A White House spokesperson has confirmed that President Donald Trump filed for an extension on his 2016 tax return. The president has refused requests to release his previous returns and has made conflicting statements in regards to whether or not he ever intends to release them. During one interview, he stated that he had no intention of releasing them, because he has already released enough information in regards to his finances. However, in another interview he said that he is currently under audit and that once the IRS completes the audit he will release them.
The returns are the subject of much speculation, as they could provide more in-depth insight into Trump’s financial ties and potential conflicts of interest. Donald Trump is the first president in decades to not release his tax returns.
The few Trump tax returns the public has seen weren’t released by him, but disclosed by news outlets. Two leaked pages of his 2005 return that came out in March didn’t include full details on income and deductions, but did show that he would have substantially benefited by an elimination of the alternative minimum tax — a feature of his just-outlined tax plan. And three pages that surfaced last year showed that he had claimed a $916 million loss on his 1995 return, which could be used to reduce his taxes by offsetting later gains.

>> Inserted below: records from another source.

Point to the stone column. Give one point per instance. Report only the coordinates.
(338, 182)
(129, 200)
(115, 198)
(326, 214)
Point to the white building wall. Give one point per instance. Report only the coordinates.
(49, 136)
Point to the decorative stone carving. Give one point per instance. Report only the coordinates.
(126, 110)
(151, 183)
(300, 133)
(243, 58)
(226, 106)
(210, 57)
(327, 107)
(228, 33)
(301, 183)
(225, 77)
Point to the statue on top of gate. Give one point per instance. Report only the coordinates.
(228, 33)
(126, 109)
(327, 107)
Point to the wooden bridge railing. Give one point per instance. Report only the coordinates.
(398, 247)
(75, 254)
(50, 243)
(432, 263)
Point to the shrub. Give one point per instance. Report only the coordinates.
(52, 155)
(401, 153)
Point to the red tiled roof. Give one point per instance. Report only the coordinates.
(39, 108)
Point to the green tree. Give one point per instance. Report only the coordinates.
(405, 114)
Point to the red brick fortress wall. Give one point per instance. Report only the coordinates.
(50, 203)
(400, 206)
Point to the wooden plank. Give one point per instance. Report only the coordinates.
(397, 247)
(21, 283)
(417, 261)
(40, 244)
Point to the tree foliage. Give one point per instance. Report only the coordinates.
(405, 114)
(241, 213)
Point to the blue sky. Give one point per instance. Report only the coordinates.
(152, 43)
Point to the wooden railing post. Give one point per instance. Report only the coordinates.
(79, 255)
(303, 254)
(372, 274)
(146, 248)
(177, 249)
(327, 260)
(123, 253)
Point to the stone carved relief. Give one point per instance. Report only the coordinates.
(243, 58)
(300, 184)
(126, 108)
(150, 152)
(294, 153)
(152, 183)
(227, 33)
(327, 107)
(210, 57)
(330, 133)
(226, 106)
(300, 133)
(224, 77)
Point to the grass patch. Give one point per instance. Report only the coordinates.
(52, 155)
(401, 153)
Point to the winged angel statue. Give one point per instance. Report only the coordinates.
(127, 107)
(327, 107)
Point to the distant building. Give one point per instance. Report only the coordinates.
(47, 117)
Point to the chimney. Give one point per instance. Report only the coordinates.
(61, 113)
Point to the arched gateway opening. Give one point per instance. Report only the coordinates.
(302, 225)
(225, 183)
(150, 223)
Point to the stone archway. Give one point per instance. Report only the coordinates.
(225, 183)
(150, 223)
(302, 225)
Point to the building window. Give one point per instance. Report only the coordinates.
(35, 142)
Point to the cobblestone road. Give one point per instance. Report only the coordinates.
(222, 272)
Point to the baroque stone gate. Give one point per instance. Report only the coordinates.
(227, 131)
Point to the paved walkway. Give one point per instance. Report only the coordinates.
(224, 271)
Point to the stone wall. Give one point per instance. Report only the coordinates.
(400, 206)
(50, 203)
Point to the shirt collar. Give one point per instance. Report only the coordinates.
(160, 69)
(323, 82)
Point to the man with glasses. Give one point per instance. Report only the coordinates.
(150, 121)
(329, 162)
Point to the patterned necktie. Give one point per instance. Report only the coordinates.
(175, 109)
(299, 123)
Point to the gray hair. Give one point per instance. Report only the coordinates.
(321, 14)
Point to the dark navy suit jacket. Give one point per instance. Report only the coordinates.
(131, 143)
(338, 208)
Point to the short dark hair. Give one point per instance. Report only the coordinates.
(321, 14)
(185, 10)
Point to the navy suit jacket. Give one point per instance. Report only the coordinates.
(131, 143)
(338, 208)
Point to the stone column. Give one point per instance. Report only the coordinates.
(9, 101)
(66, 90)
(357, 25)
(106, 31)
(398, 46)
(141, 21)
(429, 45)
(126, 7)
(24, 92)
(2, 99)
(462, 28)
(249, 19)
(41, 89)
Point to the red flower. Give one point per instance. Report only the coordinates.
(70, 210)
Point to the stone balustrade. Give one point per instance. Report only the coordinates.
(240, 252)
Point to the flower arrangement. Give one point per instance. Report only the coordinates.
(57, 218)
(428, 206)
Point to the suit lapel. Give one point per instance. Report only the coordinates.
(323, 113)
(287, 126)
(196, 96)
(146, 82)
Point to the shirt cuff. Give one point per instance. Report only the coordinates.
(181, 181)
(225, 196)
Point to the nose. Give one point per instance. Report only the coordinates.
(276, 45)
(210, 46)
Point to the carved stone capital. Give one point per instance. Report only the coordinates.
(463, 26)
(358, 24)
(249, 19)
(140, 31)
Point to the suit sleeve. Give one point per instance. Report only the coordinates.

Back in May, the President’s lawyers released a letter asserting that the past 10 years of Trump’s federal tax returns “with a few exceptions” don’t show any income from Russian sources. The letter also asserted that the returns show no debt owed to or interest paid to Russian lenders by Trump or his business entities. In addition, the letter provides that the returns show no Russian investments in Trump’s businesses or any investment by Trump or the entities he controls in Russian businesses. Since Trump’s Returns have not been released to anyone outside of his circle, this information could not be confirmed.
Tax Day this year was on April 18. The Internal Revenue Service allows individuals and businesses to apply for a six-month extension to get more time to file a return. An extension does not provide more time to pay taxes.